Dans la chaleur du lavomatic

Carrelage-abstrait

J’ai été hier au lavomatic pour la première fois depuis longtemps. Les faits m’y ont un peu forcé, je dois dire, mais ce ne fut pas avec un sentiment désagréable que je m’y rendais. Au contraire ! Je pense que le lavomatic peut-être un endroit formidable pour faire des rencontres.

Quand je déposais mon sac de linge sale sur le carreau, il n’y avait, à vrai dire, pas grand monde. Un étudiant qui pliait soigneusement ses chaussettes. Un autre type comme moi, qui devait aussi sans doute espérer faire des rencontres. Deux étudiantes chinoises.

Je me sentais tout chose là dedans. Devant réapprendre les gestes simples de la laverie. 1) lire les instructions 2) introduire la monnaie quelque part 3) mettre de la lessive dans une machine 4) et bien sûr, mettre le linge dans la machine 5) attendre.

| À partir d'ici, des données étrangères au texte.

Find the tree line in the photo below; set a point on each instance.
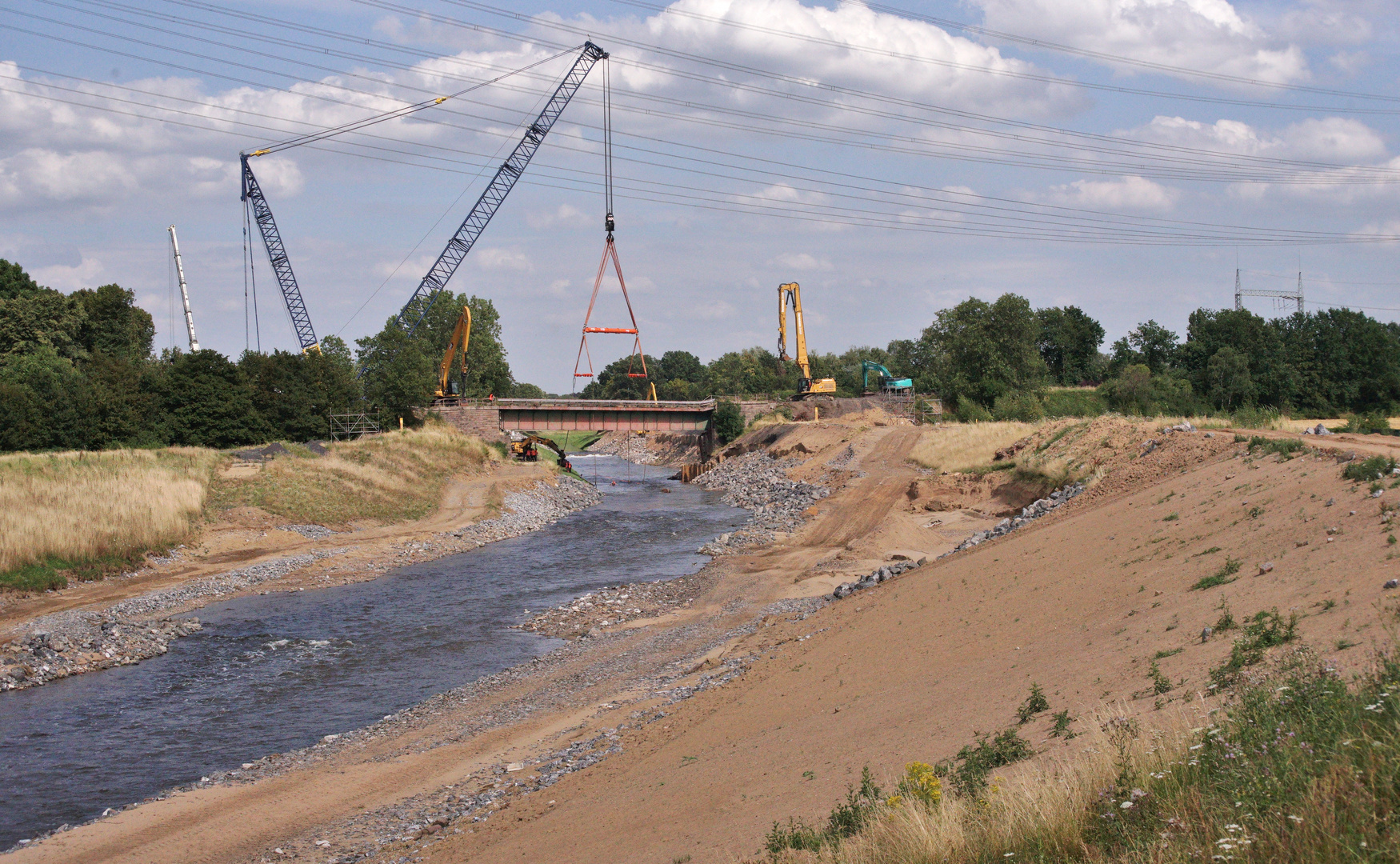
(78, 371)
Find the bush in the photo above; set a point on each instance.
(980, 759)
(1370, 425)
(1262, 632)
(1073, 403)
(1018, 405)
(1368, 470)
(728, 420)
(970, 410)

Trouver une place me semblait également un important mouvement stratégique. Où se mettre en attendant que la lessive se fasse ? Proche du type comme moi ? Des étudiantes ? Collé à quelqu’un d’autre ? Pas trop collé ? Seul dans un coin ? Je choisissais d’accaparer un rang de 3 sièges en éparpillant un peu mes affaires avec un message du genre « Ne vous approchez pas de moi, ceci est mon territoire et je ne désire pas être dérangé. » Ce qui était vrai. Cette première incursion ne devait pas être destinée de toute façon à faire des contacts. Car j’avais décidé de marquer le coup en faisant un croquis de l’endroit (voir ci-dessous).

Le choix de la machine est un choix de la plus haute importance stratégique

Le choix de la machine est un choix de la plus haute importance stratégique. Croquis réalisé sur place puis peint à l’encre à la maison.

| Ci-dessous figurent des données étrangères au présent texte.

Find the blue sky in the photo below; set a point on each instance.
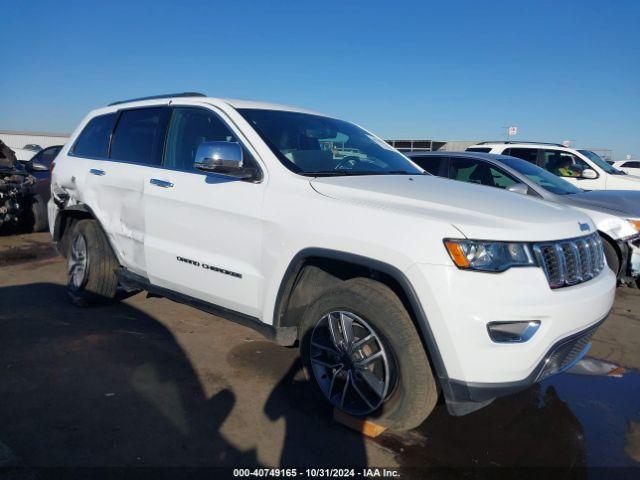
(559, 70)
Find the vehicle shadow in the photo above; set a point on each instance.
(106, 386)
(312, 438)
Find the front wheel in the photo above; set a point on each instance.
(363, 354)
(91, 265)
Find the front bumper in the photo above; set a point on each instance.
(459, 305)
(562, 356)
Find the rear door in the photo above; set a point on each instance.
(203, 230)
(114, 185)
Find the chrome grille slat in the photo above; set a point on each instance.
(570, 262)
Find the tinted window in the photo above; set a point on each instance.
(477, 171)
(432, 164)
(528, 154)
(139, 136)
(563, 164)
(631, 165)
(541, 177)
(315, 145)
(479, 149)
(189, 127)
(94, 139)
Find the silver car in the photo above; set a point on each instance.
(616, 213)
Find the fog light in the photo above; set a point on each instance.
(512, 332)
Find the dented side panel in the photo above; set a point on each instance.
(114, 191)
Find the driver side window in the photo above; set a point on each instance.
(473, 170)
(563, 164)
(188, 128)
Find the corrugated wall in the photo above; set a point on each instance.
(20, 139)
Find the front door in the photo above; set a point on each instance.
(114, 185)
(203, 230)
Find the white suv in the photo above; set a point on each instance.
(398, 286)
(583, 168)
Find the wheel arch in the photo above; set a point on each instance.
(65, 220)
(313, 270)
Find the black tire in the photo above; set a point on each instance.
(39, 214)
(413, 393)
(611, 255)
(98, 283)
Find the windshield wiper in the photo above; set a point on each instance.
(330, 173)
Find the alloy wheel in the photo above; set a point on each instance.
(350, 363)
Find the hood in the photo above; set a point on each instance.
(625, 203)
(477, 211)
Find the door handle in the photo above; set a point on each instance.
(160, 183)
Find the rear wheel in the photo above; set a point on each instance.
(91, 265)
(363, 354)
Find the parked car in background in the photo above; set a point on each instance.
(582, 168)
(397, 286)
(39, 166)
(23, 154)
(19, 209)
(33, 147)
(632, 167)
(616, 213)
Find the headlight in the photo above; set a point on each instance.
(489, 256)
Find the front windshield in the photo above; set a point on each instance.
(598, 160)
(541, 177)
(320, 146)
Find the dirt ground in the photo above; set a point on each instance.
(152, 383)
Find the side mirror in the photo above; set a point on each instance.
(221, 157)
(520, 188)
(37, 167)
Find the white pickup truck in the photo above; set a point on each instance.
(397, 286)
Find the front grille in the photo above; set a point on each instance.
(565, 355)
(569, 262)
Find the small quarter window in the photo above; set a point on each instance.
(94, 140)
(139, 136)
(528, 154)
(431, 163)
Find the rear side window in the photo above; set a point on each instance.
(139, 136)
(432, 164)
(478, 149)
(93, 141)
(528, 154)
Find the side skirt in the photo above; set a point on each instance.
(286, 336)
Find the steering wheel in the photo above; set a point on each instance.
(348, 162)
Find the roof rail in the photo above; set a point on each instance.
(155, 97)
(507, 142)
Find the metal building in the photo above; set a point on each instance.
(44, 139)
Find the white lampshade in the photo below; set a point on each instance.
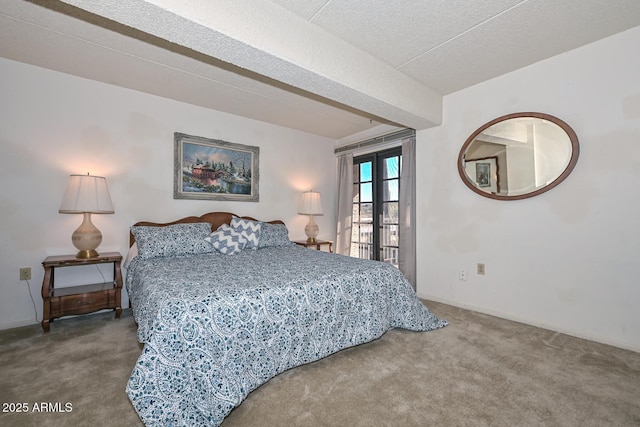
(310, 203)
(86, 194)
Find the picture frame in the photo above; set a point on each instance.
(483, 174)
(212, 169)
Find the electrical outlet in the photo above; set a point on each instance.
(25, 273)
(480, 268)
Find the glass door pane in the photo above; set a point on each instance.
(376, 183)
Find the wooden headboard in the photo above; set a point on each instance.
(216, 219)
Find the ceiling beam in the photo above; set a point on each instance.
(267, 39)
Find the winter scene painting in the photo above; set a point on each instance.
(214, 169)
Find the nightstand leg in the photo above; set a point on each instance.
(47, 284)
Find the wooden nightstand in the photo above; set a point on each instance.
(79, 299)
(317, 244)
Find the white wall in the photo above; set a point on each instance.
(568, 259)
(54, 124)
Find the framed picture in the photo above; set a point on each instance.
(483, 174)
(211, 169)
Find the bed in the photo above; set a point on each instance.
(216, 324)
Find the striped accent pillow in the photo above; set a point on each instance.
(226, 240)
(249, 229)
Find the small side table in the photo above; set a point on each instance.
(58, 302)
(317, 244)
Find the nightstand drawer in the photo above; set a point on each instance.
(82, 303)
(82, 299)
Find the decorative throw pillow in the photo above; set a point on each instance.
(249, 229)
(273, 235)
(172, 240)
(226, 240)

Pourquoi venir à la laverie alors que je pourrais m’acheter une machine ?

Eh bien, parce que je pense que la laverie présente beaucoup d’avantages au fait de posséder un engin qui tourne très vite et fait du bruit, pour le peu que la laverie ne vous oblige pas à prendre les transports en commun ou votre voiture.

La laverie, c’est sympa. Il y a toujours quelqu’un. On peut donc, comme je l’ai déjà dit, y faire des rencontres

La laverie, c’est pas cher. Enfin, pas trop. Disons qu’au prix où ça coûte, je n’aurais pas besoin tout de suite d’acheter une machine. Comme je ne sais pas combien de temps je resterai dans mon appartement, autant que mon contenter de ce petit rituel dominical plutôt que de devoir me coltiner la visite de Cdiscount, d’attendre le livreur et d’installer un lourd appareil dans mon tout petit appartement.

La laverie, c’est beau. Oui, la laverie, c’est presqu’une oeuvre d’art en soi tellement c’est ringard. Moi, ce que j’adore, ce sont les gros hublots des machines dans lesquels on voit le linge tourner à toute berzingue avec la mousse dedans. J’aime aussi les gros boutons qu’il y a partout, qu’on dirait sortis tout droit d’une navette spatiale des années 70. Oui, il y a un petit côté science-fiction dans le lavomatic, un côté « 2001 Odyssée de l’Espace ». Sans doute les hublots, je ne sais pas.

La laverie, ça permet de passer le temps à faire autre chose. A une époque où la rentabilité des heures semble être la norme, la laverie se pose comme un havre de temps perdu. Quand vous êtes devant la machine à regarder le linge qui tourbillonne, vous ne faites, en principe, rien d’autre. Evidemment, maintenant, avec les smartphones, vous ne pouvez pas rester totalement inactif, mais il se trouve que la lingerie où je vais ne permet pas de recevoir correctement les ondes. Du coup, il faut bien que mon cerveau se tourne vers autre chose.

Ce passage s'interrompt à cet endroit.